As around U14 there is sufficient space on the board I think exchanging this component should be possible.

Does this sound as test worthwile or is the idea not realistic or completely insane... ?

LubOlimex

Compare the BOMs (Bill-Of-Materials) to confirm what is the part. But I doubt change in MCP120T475I-TT to MCP121T475I-TT can be any sort of issue.

Improper timings for the RAM memory are more likely. Are the boards and revisions properly listed at start of boot process? Like does it say:

CPU:   Allwinner A20 (SUN7I)
ID:    A20-OLinuXino-LIME2 Rev.L
Technical support and documentation manager at Olimex

mbosschaert

Quote from: LubOlimex on May 09, 2024, 02:48:31 PMCPU:   Allwinner A20 (SUN7I)
ID:    A20-OLinuXino-LIME2 Rev.L

It identifies like this:
CPU: ARMv7 Processor [410fc074] revision 4 (ARMv7), cr=10c5387d
OF: fdt: Machine model: Olimex A20-OLinuXino-LIME2

I'm running an up to date olimex debian bullseye

LubOlimex

But what does it say at start of boot over the serial? It is important that the revision is properly listed as revision L. Often people would delete the contents of the EEPROM (thus disabling automatic board recognition by the Olimage) and then also fail to manually configure the board via the u-boot-tools and then the board would load some generic revision A preset that might have settings incompatible with the actual board revision used. Like RAM timings, different LAN controller and so.
Technical support and documentation manager at Olimex

aleix

Hello. Here we have about 30 A20's, all version L (5 of them without emmc), but the other 25 have emmc and they are the industrial version.

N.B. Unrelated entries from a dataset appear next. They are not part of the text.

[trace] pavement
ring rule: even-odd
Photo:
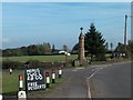
[[[45,98],[130,98],[131,62],[64,70],[66,81]]]

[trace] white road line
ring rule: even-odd
[[[76,69],[72,70],[72,71],[78,71]]]
[[[84,68],[75,68],[75,69],[79,69],[79,70],[80,70],[80,69],[84,69]]]

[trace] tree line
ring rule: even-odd
[[[21,47],[16,49],[4,49],[2,50],[3,57],[16,57],[16,56],[43,56],[55,53],[58,49],[55,46],[48,42],[43,42],[42,44],[30,44],[28,47]]]
[[[96,30],[94,23],[91,23],[86,33],[84,33],[84,49],[85,57],[91,57],[91,60],[105,60],[105,53],[110,52],[112,54],[125,53],[125,57],[133,57],[133,41],[130,40],[126,46],[121,42],[117,42],[116,48],[113,50],[113,43],[110,43],[111,50],[109,50],[109,42],[105,41],[102,33]],[[125,49],[126,48],[126,49]],[[79,43],[76,43],[72,51],[78,52]]]

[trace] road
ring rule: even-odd
[[[131,62],[64,69],[62,77],[53,92],[28,98],[131,98]]]
[[[130,98],[131,63],[64,70],[66,81],[45,98]]]
[[[93,98],[130,98],[131,63],[112,64],[90,79]]]

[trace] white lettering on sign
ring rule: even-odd
[[[27,70],[27,76],[28,79],[27,80],[42,80],[42,74],[40,73],[39,69],[29,69]]]
[[[25,77],[27,77],[27,90],[32,91],[45,88],[42,69],[40,68],[27,69]]]
[[[37,84],[37,82],[29,82],[28,83],[28,90],[38,90],[38,89],[44,89],[45,84]]]

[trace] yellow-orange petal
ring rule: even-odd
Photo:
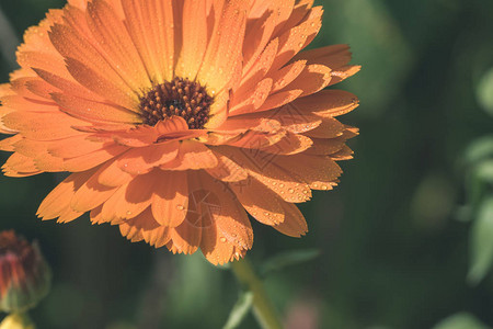
[[[138,175],[118,188],[103,205],[103,220],[113,222],[139,215],[150,205],[152,192],[159,183],[159,174],[153,171]]]
[[[217,158],[204,144],[194,140],[183,140],[176,158],[160,166],[163,170],[199,170],[215,168]]]
[[[195,80],[207,49],[206,1],[184,0],[183,39],[176,76]]]
[[[246,181],[229,183],[228,186],[241,205],[256,220],[265,225],[278,225],[284,222],[282,201],[274,192],[253,178]]]
[[[223,5],[216,21],[197,80],[207,86],[211,94],[219,93],[233,77],[234,64],[241,55],[248,1],[231,0]]]
[[[84,100],[81,98],[54,93],[55,102],[60,105],[60,111],[77,118],[92,123],[140,123],[140,116],[125,107]]]
[[[147,208],[134,218],[124,220],[119,224],[119,229],[122,235],[128,239],[134,241],[137,238],[144,239],[156,248],[167,245],[171,239],[170,228],[156,222],[150,208]]]
[[[152,216],[162,226],[176,227],[183,223],[188,209],[188,181],[186,172],[159,171],[160,184],[151,200]]]
[[[28,177],[42,172],[34,163],[34,159],[21,154],[11,155],[2,169],[8,177]]]
[[[125,82],[134,91],[151,88],[140,56],[115,9],[104,0],[93,0],[88,3],[85,19],[98,46],[106,55],[104,58]]]
[[[289,237],[299,238],[305,236],[308,231],[308,225],[298,207],[287,202],[283,202],[280,205],[283,206],[285,218],[283,223],[274,226],[274,228]]]
[[[42,202],[37,209],[37,215],[43,219],[53,219],[70,207],[73,194],[85,183],[95,172],[89,170],[85,172],[72,173],[59,183]]]
[[[206,171],[214,178],[223,182],[238,182],[248,178],[248,172],[241,166],[220,154],[215,154],[218,164],[208,168]]]
[[[119,156],[116,163],[125,172],[142,174],[175,159],[179,148],[179,141],[133,148]]]
[[[125,150],[127,150],[125,146],[110,145],[107,147],[103,147],[96,151],[85,154],[80,157],[66,159],[64,161],[64,168],[66,171],[71,172],[85,171],[99,164],[102,164],[103,162],[106,162],[110,159],[117,157]]]

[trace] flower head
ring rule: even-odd
[[[213,263],[252,247],[246,213],[299,237],[295,203],[331,190],[357,129],[348,47],[301,52],[311,0],[69,0],[27,30],[0,88],[4,173],[71,174],[44,219],[118,225]]]
[[[37,243],[0,232],[0,310],[24,311],[49,291],[51,272]]]

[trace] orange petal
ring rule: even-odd
[[[98,171],[98,182],[108,188],[122,186],[135,178],[119,169],[117,161],[108,161]]]
[[[126,94],[134,93],[134,89],[118,75],[117,65],[110,64],[94,46],[73,29],[56,24],[49,33],[53,45],[64,57],[70,57],[84,64],[95,72],[102,73]],[[35,66],[38,67],[38,66]],[[38,67],[51,71],[49,67]],[[138,89],[137,89],[138,90]]]
[[[264,2],[267,4],[267,2]],[[265,12],[262,18],[249,25],[243,42],[243,73],[248,73],[252,66],[257,63],[260,54],[272,39],[272,33],[276,25],[276,13]]]
[[[207,49],[206,1],[184,0],[182,53],[176,76],[195,80]]]
[[[67,64],[67,69],[80,84],[116,105],[123,106],[129,111],[138,112],[139,101],[136,94],[126,93],[113,82],[77,59],[67,58],[65,61]],[[94,97],[91,97],[91,99],[94,99]]]
[[[331,82],[331,69],[323,65],[307,65],[305,70],[285,90],[298,90],[303,92],[299,98],[316,93],[324,89]]]
[[[9,152],[15,151],[14,144],[23,139],[22,135],[18,134],[12,137],[0,140],[0,149]]]
[[[183,140],[176,159],[160,166],[164,170],[198,170],[217,167],[217,158],[204,144]]]
[[[293,64],[289,64],[276,72],[272,73],[272,79],[274,81],[274,86],[272,88],[272,93],[277,92],[293,82],[303,70],[307,61],[306,60],[297,60]]]
[[[277,70],[288,63],[316,37],[322,26],[322,13],[323,10],[320,7],[311,9],[310,14],[302,23],[279,36],[280,48],[272,70]]]
[[[94,168],[127,150],[127,147],[119,145],[110,145],[94,152],[90,152],[80,157],[70,158],[64,161],[66,171],[79,172]]]
[[[299,238],[305,236],[308,231],[307,220],[305,220],[298,207],[287,202],[282,202],[280,205],[283,206],[285,219],[279,225],[274,226],[274,228],[289,237]]]
[[[262,148],[262,151],[274,155],[296,155],[310,149],[313,141],[311,138],[287,132],[278,143]]]
[[[62,93],[55,93],[51,97],[61,106],[60,111],[83,121],[124,124],[141,122],[140,115],[117,105],[94,102]]]
[[[57,75],[54,75],[53,72],[48,72],[43,69],[38,69],[38,68],[33,68],[33,69],[39,76],[39,78],[45,80],[47,83],[54,86],[55,88],[64,91],[65,93],[69,93],[69,94],[72,94],[72,95],[76,95],[79,98],[83,98],[83,99],[101,101],[101,99],[98,98],[98,95],[95,95],[94,93],[84,89],[82,86],[78,84],[74,81],[72,82],[66,78],[61,78]],[[36,87],[38,87],[38,86],[31,84],[30,89],[33,90],[33,89],[36,89]],[[33,90],[33,92],[34,92],[34,90]]]
[[[278,155],[227,146],[216,147],[215,151],[245,168],[250,175],[287,202],[306,202],[311,197],[307,183],[276,164]]]
[[[70,207],[70,202],[77,190],[85,183],[95,170],[72,173],[59,183],[42,202],[36,215],[43,219],[53,219],[60,216]]]
[[[308,64],[321,64],[335,70],[351,60],[348,45],[331,45],[321,48],[305,50],[295,56],[294,60],[307,60]]]
[[[48,144],[47,150],[58,158],[76,158],[107,147],[111,144],[93,141],[87,135],[79,135],[54,140]]]
[[[117,68],[125,82],[134,91],[151,88],[140,56],[115,9],[103,0],[94,0],[88,3],[85,18],[94,39],[106,55],[105,59]]]
[[[176,158],[179,147],[179,141],[171,141],[133,148],[122,155],[116,163],[125,172],[142,174]]]
[[[354,134],[353,132],[345,131],[343,135],[336,138],[312,138],[313,145],[310,147],[310,149],[307,150],[307,155],[314,155],[314,156],[329,156],[332,154],[335,154],[340,151],[344,143],[357,134]]]
[[[142,213],[151,203],[152,192],[159,175],[157,171],[141,174],[128,184],[122,185],[104,203],[101,213],[105,222],[134,218]]]
[[[341,168],[329,157],[308,156],[279,156],[276,164],[301,178],[313,190],[332,190],[333,182],[341,175]]]
[[[223,5],[202,63],[197,80],[215,95],[231,80],[232,70],[241,55],[248,1],[231,0]]]
[[[293,106],[300,113],[313,112],[322,117],[332,117],[351,112],[358,106],[358,99],[343,90],[322,90],[307,98],[297,99]]]
[[[270,78],[260,81],[253,90],[245,92],[245,95],[248,94],[249,97],[241,103],[234,104],[230,113],[233,115],[239,115],[255,112],[256,109],[264,104],[265,100],[271,93],[272,86],[273,80]]]
[[[183,223],[188,208],[186,172],[159,172],[160,185],[152,194],[152,216],[160,225],[176,227]]]
[[[345,127],[333,117],[324,117],[317,128],[306,132],[305,135],[314,138],[334,138],[343,134]]]
[[[206,169],[214,178],[223,182],[238,182],[248,178],[248,172],[234,161],[220,154],[215,154],[218,164],[215,168]]]
[[[126,24],[153,82],[173,78],[175,30],[173,11],[177,1],[122,0]]]
[[[36,140],[54,140],[80,135],[72,126],[84,125],[84,122],[61,112],[26,113],[12,112],[3,116],[3,124],[22,133],[26,138]]]
[[[250,178],[228,186],[246,212],[260,223],[273,226],[284,222],[284,211],[279,204],[284,201],[257,180]]]
[[[210,224],[206,225],[205,220],[202,222],[200,249],[213,263],[225,263],[231,259],[232,254],[218,259],[219,254],[225,256],[223,251],[218,252],[218,248],[223,249],[223,243],[229,242],[241,250],[250,249],[253,243],[252,227],[243,208],[234,201],[233,194],[226,184],[204,173],[200,174],[199,180],[203,189],[210,193],[209,197],[218,202],[216,204],[213,202],[208,207],[213,219]]]
[[[119,229],[122,235],[129,240],[144,239],[156,248],[167,245],[171,239],[170,229],[154,220],[150,208],[147,208],[134,218],[123,222],[119,225]]]
[[[299,98],[300,94],[303,93],[302,89],[295,89],[295,90],[288,90],[288,91],[280,91],[274,94],[268,95],[268,98],[265,100],[264,104],[260,106],[260,109],[256,109],[255,112],[262,112],[267,111],[275,107],[280,107],[287,103],[293,102],[297,98]]]
[[[18,152],[9,157],[2,169],[8,177],[28,177],[42,172],[34,163],[34,159]]]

All of them have been tested with the OS on uSD cards, all class 10 or higher.

With the image provided, all updated, freezes are really common. Typically within 3 weeks (sometimes a few days), the board freezes without any trace in logs or kernel messages.

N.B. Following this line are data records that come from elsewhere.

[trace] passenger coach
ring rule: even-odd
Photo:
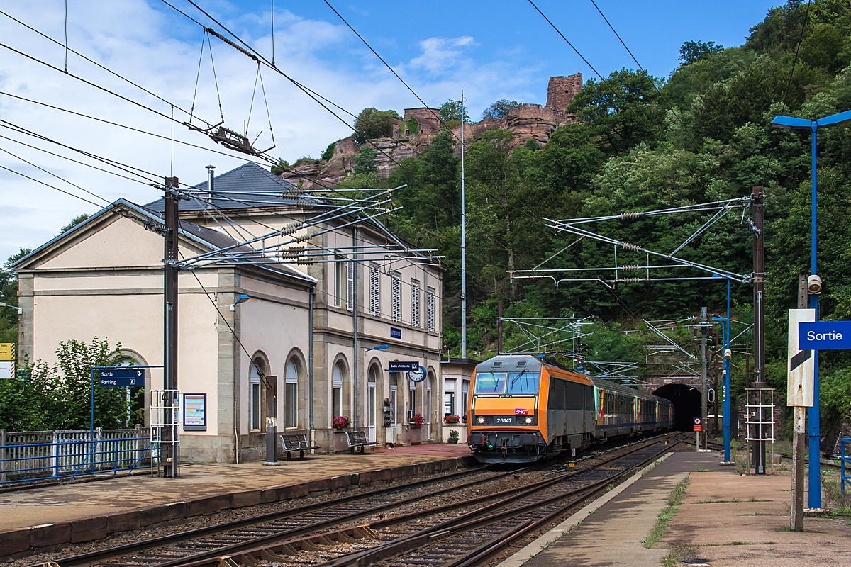
[[[664,398],[528,354],[476,366],[467,444],[481,462],[530,462],[609,439],[670,429]]]

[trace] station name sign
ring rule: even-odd
[[[851,349],[851,321],[814,321],[798,323],[801,350]]]
[[[388,372],[410,372],[420,369],[419,362],[400,362],[398,360],[387,363]]]

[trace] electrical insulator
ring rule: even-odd
[[[280,230],[281,235],[282,236],[286,236],[287,235],[291,235],[294,232],[295,232],[296,230],[298,230],[299,227],[300,227],[300,226],[301,226],[301,223],[298,223],[298,222],[296,222],[296,223],[290,223],[289,224],[284,224],[283,227],[281,227],[281,230]]]

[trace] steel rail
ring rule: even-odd
[[[574,477],[576,477],[582,473],[587,473],[591,470],[603,468],[603,466],[608,465],[610,462],[628,457],[630,455],[632,455],[633,453],[637,452],[639,451],[647,449],[648,447],[652,446],[656,443],[660,443],[662,440],[664,439],[660,439],[654,441],[654,443],[643,445],[626,453],[611,456],[608,459],[605,459],[602,462],[598,462],[591,467],[589,467],[588,468],[583,468],[581,470],[575,471],[573,473],[568,473],[564,475],[547,479],[545,481],[539,481],[537,483],[534,483],[534,485],[529,485],[529,487],[527,490],[523,490],[519,494],[516,494],[513,496],[502,499],[500,501],[493,502],[491,504],[477,508],[471,512],[468,512],[455,518],[445,520],[443,522],[440,522],[435,525],[427,527],[414,534],[403,536],[391,541],[380,544],[379,546],[376,546],[371,549],[355,552],[352,553],[347,553],[334,558],[334,559],[330,559],[328,561],[325,561],[319,564],[314,564],[313,567],[347,567],[349,565],[367,567],[368,565],[376,561],[380,561],[388,558],[390,557],[393,557],[394,555],[397,555],[405,551],[409,551],[422,547],[424,545],[426,545],[428,543],[431,543],[432,541],[435,541],[440,539],[442,536],[449,536],[450,534],[455,534],[464,531],[465,530],[472,530],[477,527],[482,527],[483,525],[494,524],[501,519],[505,519],[506,518],[517,515],[521,512],[536,509],[538,507],[540,507],[543,504],[545,503],[551,503],[554,502],[563,500],[564,498],[568,498],[576,494],[583,495],[579,499],[580,501],[581,501],[582,499],[587,497],[587,495],[585,495],[585,493],[587,492],[589,490],[591,490],[592,492],[596,490],[602,490],[603,488],[605,488],[605,486],[610,484],[612,481],[634,470],[636,467],[635,466],[630,467],[625,471],[619,473],[615,475],[606,477],[605,479],[595,481],[585,486],[571,490],[568,492],[557,494],[553,496],[550,496],[544,500],[533,501],[528,504],[524,504],[522,506],[517,505],[517,501],[521,498],[523,498],[525,496],[534,496],[534,494],[537,494],[544,490],[546,490],[551,486],[560,484],[567,479],[573,479]],[[666,451],[667,448],[668,447],[666,446],[665,449],[662,450],[662,451],[660,452],[664,452],[664,451]],[[655,457],[658,455],[659,452],[654,453],[654,457]],[[643,463],[644,462],[646,462],[646,460],[643,461]],[[500,508],[505,508],[506,506],[511,506],[511,507],[509,507],[508,509],[502,510],[501,512],[499,511]],[[572,506],[573,504],[570,504],[566,507],[570,507]],[[562,507],[563,510],[564,508],[565,507]],[[491,512],[493,512],[494,513],[491,513],[490,515],[486,515]],[[421,516],[426,513],[431,513],[431,511],[426,510],[417,513]],[[483,516],[484,517],[483,518]],[[383,522],[392,522],[393,519],[388,519],[387,520],[383,520]],[[371,529],[374,529],[376,527],[381,527],[381,525],[383,525],[383,522],[371,524],[369,527]],[[186,565],[183,567],[190,567],[190,566]],[[201,566],[192,565],[191,567],[201,567]]]
[[[242,518],[239,519],[222,522],[220,524],[205,526],[203,528],[195,528],[193,530],[181,531],[175,534],[169,534],[168,536],[160,536],[147,540],[141,540],[140,541],[134,541],[132,543],[125,543],[123,545],[115,546],[112,547],[107,547],[105,549],[99,549],[96,551],[88,552],[86,553],[81,553],[79,555],[73,555],[61,559],[54,559],[52,563],[58,564],[59,567],[73,567],[75,565],[83,565],[94,563],[95,561],[100,561],[102,559],[112,558],[117,556],[126,555],[128,553],[154,549],[157,547],[163,547],[164,545],[186,541],[192,538],[197,538],[203,536],[208,536],[210,534],[226,531],[227,530],[233,530],[235,528],[249,526],[254,524],[260,524],[262,522],[276,519],[283,516],[294,515],[308,512],[315,512],[317,510],[333,507],[334,506],[339,506],[340,504],[345,504],[348,502],[353,502],[358,500],[365,500],[374,496],[392,493],[394,491],[402,491],[405,490],[409,490],[411,488],[415,488],[418,486],[426,486],[430,484],[434,484],[444,480],[450,480],[459,477],[475,474],[477,473],[483,472],[484,470],[485,470],[484,467],[476,467],[470,469],[465,469],[462,471],[450,473],[448,474],[443,474],[438,477],[433,477],[431,479],[425,479],[423,480],[417,480],[407,483],[405,485],[398,486],[388,486],[386,488],[379,488],[374,490],[368,490],[365,492],[360,492],[358,494],[347,495],[338,498],[333,498],[331,500],[326,500],[321,502],[316,502],[314,504],[306,504],[303,506],[298,506],[295,507],[287,508],[284,510],[269,512],[266,513],[250,516],[248,518]],[[501,476],[509,473],[505,473]],[[500,475],[498,475],[496,477],[489,477],[488,479],[486,479],[484,480],[476,481],[471,484],[476,484],[477,482],[483,482],[494,478],[499,478],[500,476]]]

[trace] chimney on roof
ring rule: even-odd
[[[207,166],[207,201],[213,206],[213,188],[215,183],[215,166]]]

With Alpine Linux installed, as provided by this phenomenal script by user unicorn, boards either never freeze or they do only very occasionally.

Factors that we have seen as freeze-frequency increasing are: unstable voltage, very long wires (antenna effect). But eventually, with Olimage installed, they always freeze in less than a month.

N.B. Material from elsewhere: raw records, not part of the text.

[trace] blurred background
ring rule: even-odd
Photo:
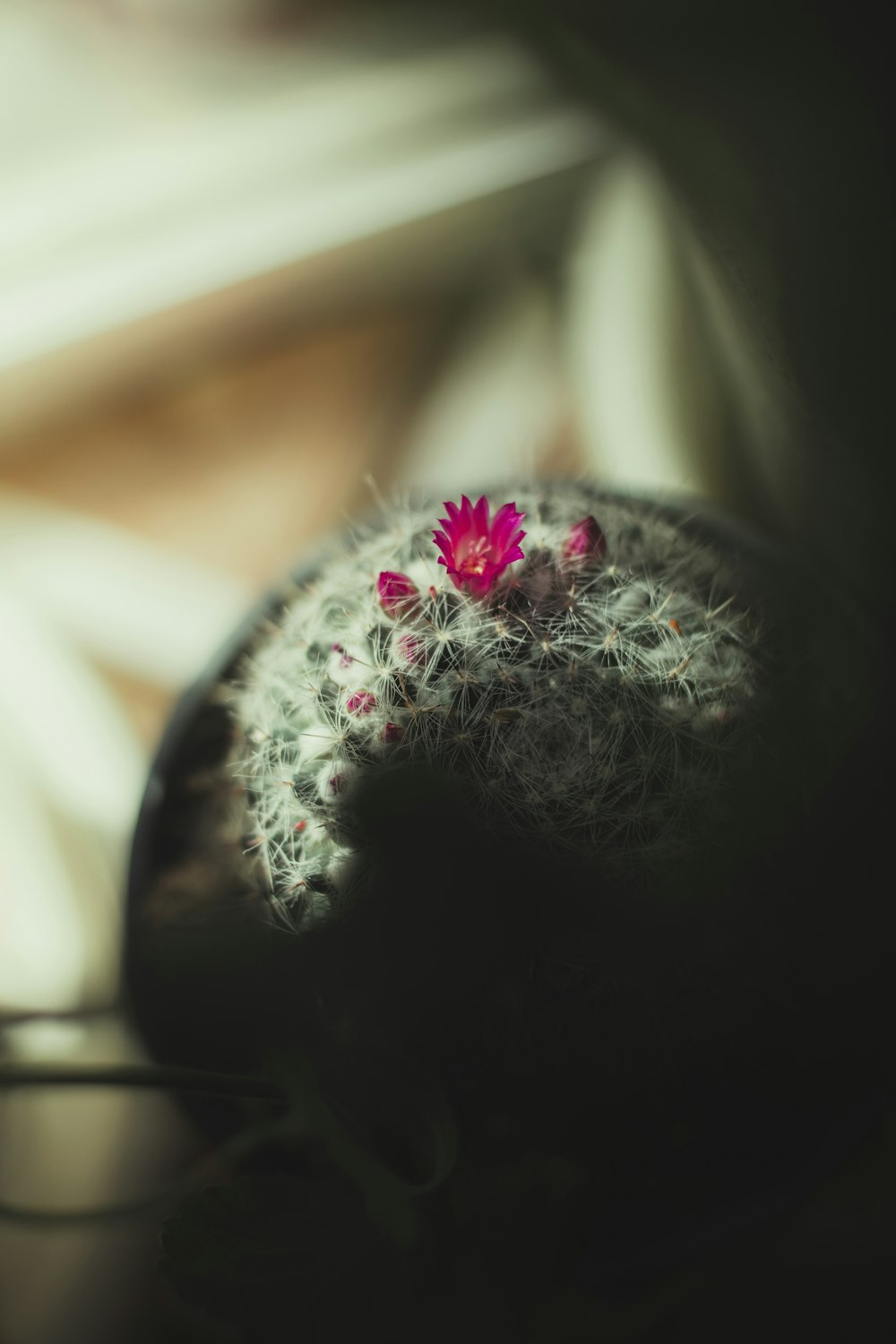
[[[588,472],[798,544],[838,499],[858,564],[879,109],[825,7],[771,46],[708,8],[562,4],[548,40],[527,5],[0,4],[3,1058],[142,1058],[122,884],[161,728],[379,493]],[[164,1097],[20,1090],[0,1198],[122,1199],[192,1144]],[[154,1236],[0,1222],[0,1340],[204,1337],[157,1297],[134,1324]]]

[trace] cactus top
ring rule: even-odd
[[[733,558],[591,485],[513,493],[359,528],[246,656],[231,767],[296,927],[339,905],[353,785],[390,762],[622,871],[674,862],[724,809],[762,685]]]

Lately, things have improved by following these approaches with Olimage (many are commented in this thread already):

```
# cpufreq-set -r -g performance
# echo 960000 > /sys/devices/system/cpu/cpu0/cpufreq/scaling_max_freq
# echo 960000 > /sys/devices/system/cpu/cpu0/cpufreq/scaling_min_freq
```

The command `cpufreq-set` does not produces permanent changes, though. Also, the 960000 could be also replaced with 816000 (as recommended here), but for now we haven't needed that.

Another approach that seems to improve instability is installing the OS to the internal emmc, with the `olinuxino-sd-to-emmc`. Good statistics with these attempts are difficult, so drawing false conclusions is easy. However, it would seem that this reduces the freezing. But we have already got some freezings even with all these settings (though 816000 not tried yet).

We are now experimenting with this approach: to create a swap space:

```
# fallocate -l 150M /swapfile
# chmod 600 /swapfile
# mkswap /swapfile
# swapon /swapfile
```

To make it permanent:

```
# echo '/swapfile none swap sw 0 0' >> /etc/fstab
```

For now (though soon to say), no freezes with this swap space have been caught (after a week). Interesting fact: though usually swap remains at 0, we have already caught some events where swap space has around 1 MB used. After that, we perform

```
# swapoff -a && swapon -a
```

to liberate swap space again. Perhaps this is a naïve approach. But could it be that RAM, which is usually at

```
$ free -mh
               total        used        free      shared  buff/cache   available
Mem:           998Mi        46Mi       829Mi        10Mi       122Mi       917Mi
```

sometimes spikes (don't know why), so that it makes the board freeze?

Do you think this approach could lead to something?